Molto attesa la sua deposizione: Corte d’Assise affollata e rigidi controlli delle forze dell’ordine. Perché il pubblico ministero Eugenio Facciolla ha voluto sentirlo non collegato in videoconferenza, ma direttamente in aula. Bruzzese arriva attorno alle 11 scortato e parla dietro un paravento. La difesa di Giovanni Abbruzzese (imputato nel procedimento e fratello di Franco Bruzzese il cui cognome è diverso solo per un errore all’anagrafe) aveva chiesto di sentirlo come imputato di reato connesso, richiesta che ha visto la ferma opposizione del pm Facciolla che aveva chiesto e ottenuto di sentirlo come testimone perché – ha precisato più volte – in questo procedimento Bruzzese non è mai stato né indagato e né imputato.
Una richiesta pienamente accolta dal presidente Giovanni Garofalo. Bruzzese, condannato in via definitiva per un tentato omicidio e sotto processo per il delitto di Luca Bruni, era detenuto in regime di 41 bis prima di diventare collaboratore di giustizia. Adesso vive in una località protetta. In aula ha ripercorso tutta la sua carriera criminale e ha riferito, parlando con sicurezza e dovizia di particolari, quanto a sua conoscenza in merito al delitto di Luciano Martello, avvenuto nell’estate del 2007 davanti a un ristorante a Fuscaldo.
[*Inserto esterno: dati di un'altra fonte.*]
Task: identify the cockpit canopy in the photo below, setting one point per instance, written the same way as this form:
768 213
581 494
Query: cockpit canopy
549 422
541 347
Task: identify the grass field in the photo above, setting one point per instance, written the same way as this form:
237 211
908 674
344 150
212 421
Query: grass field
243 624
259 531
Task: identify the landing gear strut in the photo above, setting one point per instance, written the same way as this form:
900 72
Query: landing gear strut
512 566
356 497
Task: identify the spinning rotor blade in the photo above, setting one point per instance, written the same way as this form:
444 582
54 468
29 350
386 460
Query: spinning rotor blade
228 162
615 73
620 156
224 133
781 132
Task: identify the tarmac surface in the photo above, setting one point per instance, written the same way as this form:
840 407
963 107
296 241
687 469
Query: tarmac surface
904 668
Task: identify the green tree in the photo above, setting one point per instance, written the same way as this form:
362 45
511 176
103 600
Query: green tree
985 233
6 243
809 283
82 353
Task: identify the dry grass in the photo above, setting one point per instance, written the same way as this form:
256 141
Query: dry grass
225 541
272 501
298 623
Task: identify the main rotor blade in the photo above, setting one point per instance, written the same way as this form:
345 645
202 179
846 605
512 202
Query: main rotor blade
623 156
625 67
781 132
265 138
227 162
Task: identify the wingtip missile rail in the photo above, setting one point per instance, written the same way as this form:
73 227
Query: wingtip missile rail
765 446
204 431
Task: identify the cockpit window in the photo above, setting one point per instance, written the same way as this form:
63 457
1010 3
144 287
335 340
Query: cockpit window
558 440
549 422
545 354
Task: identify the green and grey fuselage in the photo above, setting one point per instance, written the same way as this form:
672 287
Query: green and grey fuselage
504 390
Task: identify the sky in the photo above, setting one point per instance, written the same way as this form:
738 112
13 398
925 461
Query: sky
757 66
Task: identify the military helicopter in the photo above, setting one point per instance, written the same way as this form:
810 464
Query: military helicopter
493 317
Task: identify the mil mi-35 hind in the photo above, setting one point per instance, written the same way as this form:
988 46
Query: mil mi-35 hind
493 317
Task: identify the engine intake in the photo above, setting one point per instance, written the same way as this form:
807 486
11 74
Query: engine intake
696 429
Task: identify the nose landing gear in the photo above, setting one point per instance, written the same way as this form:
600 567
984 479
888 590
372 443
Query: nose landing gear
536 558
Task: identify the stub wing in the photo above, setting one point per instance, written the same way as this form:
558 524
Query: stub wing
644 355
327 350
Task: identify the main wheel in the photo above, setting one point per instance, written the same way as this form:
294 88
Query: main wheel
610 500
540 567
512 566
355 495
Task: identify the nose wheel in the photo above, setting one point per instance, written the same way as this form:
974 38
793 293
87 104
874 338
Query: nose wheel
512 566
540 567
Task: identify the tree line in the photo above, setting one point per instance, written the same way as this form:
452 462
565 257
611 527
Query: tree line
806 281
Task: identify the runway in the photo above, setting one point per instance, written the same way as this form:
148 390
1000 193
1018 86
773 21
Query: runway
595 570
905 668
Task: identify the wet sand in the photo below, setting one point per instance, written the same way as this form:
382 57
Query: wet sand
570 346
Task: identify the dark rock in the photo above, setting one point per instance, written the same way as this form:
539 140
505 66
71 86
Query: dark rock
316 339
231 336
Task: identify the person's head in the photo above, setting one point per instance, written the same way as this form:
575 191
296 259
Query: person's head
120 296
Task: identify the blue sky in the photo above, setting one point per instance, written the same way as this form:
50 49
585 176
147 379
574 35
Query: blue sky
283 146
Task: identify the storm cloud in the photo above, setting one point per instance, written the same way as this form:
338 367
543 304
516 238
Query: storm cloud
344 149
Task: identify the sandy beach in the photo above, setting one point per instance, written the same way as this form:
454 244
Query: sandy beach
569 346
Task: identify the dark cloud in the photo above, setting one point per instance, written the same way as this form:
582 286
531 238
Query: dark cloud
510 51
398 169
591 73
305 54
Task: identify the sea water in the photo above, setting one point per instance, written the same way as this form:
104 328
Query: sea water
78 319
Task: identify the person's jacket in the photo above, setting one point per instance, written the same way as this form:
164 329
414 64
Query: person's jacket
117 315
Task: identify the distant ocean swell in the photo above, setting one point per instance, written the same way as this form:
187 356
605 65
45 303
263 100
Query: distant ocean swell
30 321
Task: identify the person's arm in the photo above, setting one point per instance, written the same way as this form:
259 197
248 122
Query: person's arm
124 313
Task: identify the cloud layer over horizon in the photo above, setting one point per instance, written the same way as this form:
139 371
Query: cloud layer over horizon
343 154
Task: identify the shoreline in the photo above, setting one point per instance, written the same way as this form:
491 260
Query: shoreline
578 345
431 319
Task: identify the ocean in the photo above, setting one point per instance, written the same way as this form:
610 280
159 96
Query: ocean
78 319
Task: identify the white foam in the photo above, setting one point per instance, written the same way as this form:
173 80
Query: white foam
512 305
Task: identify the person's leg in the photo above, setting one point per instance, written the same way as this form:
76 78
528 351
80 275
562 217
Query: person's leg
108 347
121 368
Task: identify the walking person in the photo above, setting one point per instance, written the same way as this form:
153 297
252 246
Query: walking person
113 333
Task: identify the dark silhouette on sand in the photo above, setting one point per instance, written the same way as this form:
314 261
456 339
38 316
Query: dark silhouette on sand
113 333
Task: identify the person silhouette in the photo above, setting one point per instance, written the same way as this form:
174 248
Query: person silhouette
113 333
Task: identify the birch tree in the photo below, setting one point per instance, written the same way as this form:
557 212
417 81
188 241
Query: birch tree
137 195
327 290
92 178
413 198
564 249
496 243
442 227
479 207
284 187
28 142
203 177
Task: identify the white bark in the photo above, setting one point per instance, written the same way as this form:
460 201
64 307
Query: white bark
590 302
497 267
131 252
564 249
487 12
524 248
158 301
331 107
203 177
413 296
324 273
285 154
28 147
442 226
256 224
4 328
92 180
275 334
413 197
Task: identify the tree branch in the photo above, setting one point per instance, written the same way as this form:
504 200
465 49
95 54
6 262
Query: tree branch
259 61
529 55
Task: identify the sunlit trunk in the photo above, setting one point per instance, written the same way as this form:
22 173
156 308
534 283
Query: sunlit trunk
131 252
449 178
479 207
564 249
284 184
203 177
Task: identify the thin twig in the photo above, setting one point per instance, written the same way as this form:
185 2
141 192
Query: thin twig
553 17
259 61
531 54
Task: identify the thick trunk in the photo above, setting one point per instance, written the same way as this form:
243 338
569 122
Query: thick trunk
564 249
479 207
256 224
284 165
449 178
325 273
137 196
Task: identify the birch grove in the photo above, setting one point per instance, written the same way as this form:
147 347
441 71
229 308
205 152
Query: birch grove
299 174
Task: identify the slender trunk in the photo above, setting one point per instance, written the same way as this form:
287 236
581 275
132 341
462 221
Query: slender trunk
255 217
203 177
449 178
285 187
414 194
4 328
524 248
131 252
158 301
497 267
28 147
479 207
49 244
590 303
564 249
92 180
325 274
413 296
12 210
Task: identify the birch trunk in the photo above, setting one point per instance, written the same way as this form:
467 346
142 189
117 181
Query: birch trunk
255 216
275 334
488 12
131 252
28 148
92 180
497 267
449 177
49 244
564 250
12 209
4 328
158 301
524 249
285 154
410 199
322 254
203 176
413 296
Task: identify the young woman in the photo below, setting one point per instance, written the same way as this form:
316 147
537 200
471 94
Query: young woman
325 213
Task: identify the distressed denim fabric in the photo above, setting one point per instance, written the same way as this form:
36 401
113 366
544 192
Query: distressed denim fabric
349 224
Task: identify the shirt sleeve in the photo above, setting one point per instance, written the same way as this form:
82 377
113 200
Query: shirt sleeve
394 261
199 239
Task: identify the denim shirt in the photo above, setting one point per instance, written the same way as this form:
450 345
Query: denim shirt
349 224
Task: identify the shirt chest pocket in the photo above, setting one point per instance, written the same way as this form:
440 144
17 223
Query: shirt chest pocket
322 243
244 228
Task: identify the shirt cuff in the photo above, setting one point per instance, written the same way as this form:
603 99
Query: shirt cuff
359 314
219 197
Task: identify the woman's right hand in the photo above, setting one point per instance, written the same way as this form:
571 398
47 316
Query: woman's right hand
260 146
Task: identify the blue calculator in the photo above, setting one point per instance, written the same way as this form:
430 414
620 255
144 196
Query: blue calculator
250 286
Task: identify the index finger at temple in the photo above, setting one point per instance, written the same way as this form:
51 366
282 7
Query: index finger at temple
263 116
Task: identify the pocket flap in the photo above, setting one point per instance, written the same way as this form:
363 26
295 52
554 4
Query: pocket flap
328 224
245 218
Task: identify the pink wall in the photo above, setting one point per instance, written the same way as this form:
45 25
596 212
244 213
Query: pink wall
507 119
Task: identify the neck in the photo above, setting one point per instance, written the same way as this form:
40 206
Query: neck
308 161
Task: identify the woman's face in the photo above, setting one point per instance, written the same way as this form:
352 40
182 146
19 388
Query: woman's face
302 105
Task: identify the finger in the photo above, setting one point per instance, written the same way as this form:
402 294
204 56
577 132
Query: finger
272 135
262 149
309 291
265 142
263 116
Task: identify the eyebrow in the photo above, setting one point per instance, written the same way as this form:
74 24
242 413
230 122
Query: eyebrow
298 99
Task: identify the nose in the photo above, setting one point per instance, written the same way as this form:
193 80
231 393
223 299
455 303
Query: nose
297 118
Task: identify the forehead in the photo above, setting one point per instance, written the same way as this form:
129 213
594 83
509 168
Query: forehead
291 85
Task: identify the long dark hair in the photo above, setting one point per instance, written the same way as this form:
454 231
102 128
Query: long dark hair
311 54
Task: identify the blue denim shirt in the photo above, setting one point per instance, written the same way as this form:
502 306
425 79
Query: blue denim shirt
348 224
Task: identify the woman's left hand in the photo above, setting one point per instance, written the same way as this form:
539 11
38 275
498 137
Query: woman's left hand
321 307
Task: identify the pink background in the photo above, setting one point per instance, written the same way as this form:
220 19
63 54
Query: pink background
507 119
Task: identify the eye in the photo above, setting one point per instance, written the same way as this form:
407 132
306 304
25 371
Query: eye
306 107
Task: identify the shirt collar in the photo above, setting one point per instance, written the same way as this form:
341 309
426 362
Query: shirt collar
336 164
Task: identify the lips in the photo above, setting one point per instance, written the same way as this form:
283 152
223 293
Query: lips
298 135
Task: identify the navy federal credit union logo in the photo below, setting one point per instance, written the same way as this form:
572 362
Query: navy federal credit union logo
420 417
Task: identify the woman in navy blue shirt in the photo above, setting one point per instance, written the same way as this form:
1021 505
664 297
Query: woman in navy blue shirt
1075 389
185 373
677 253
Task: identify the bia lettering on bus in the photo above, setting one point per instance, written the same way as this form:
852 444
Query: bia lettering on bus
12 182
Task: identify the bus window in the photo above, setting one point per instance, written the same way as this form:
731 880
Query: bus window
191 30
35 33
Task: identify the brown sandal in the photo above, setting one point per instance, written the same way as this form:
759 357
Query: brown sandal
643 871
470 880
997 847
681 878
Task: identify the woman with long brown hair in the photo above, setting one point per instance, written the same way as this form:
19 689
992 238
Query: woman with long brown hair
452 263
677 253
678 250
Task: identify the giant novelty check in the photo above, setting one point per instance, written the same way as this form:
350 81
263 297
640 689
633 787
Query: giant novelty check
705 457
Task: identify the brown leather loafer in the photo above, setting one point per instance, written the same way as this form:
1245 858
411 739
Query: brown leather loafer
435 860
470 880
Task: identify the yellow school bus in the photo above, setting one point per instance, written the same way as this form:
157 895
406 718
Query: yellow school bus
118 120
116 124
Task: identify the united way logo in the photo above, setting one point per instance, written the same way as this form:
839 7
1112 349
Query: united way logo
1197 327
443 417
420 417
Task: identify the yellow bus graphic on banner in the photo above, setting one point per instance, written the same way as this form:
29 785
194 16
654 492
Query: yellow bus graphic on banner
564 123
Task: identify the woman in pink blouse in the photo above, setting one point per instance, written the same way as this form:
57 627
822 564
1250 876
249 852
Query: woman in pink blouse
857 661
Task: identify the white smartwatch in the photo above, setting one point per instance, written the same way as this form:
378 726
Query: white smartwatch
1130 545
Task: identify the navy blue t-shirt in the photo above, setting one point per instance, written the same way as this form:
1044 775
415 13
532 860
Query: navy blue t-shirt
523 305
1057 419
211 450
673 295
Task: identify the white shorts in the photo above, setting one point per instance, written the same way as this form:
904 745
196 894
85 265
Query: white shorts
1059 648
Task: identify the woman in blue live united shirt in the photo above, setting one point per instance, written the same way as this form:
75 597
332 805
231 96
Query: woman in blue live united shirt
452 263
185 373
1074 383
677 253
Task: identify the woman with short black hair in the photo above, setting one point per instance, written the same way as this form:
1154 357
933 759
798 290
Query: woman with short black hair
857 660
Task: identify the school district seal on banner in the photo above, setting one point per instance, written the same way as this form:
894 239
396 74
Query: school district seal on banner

LA CARRIERA CRIMINALE Franco Bruzzese afferma subito di voler rispondere a tutte le domande e, spiegherà dopo in sede di controesame, ribadisce di aver deciso di collaborare con la giustizia perché lo studio e la cultura gli hanno fatto «capire molte cose». Una decisione, però, non condivisa «al momento dalla sua famiglia». Il neopentito ripercorre la sua carriera criminale da quando ha avuto la prima affiliazione nel 2000, poi la seconda nel 2004 e la terza nel 2013 nelle quali ha raggiunto i diversi gradi della ‘ndrangheta. «Facevo parte del gruppo degli zingari – racconta in aula -. Mi occupavo di assalti ai portavalori: ho compiuto circa 20-22 rapine».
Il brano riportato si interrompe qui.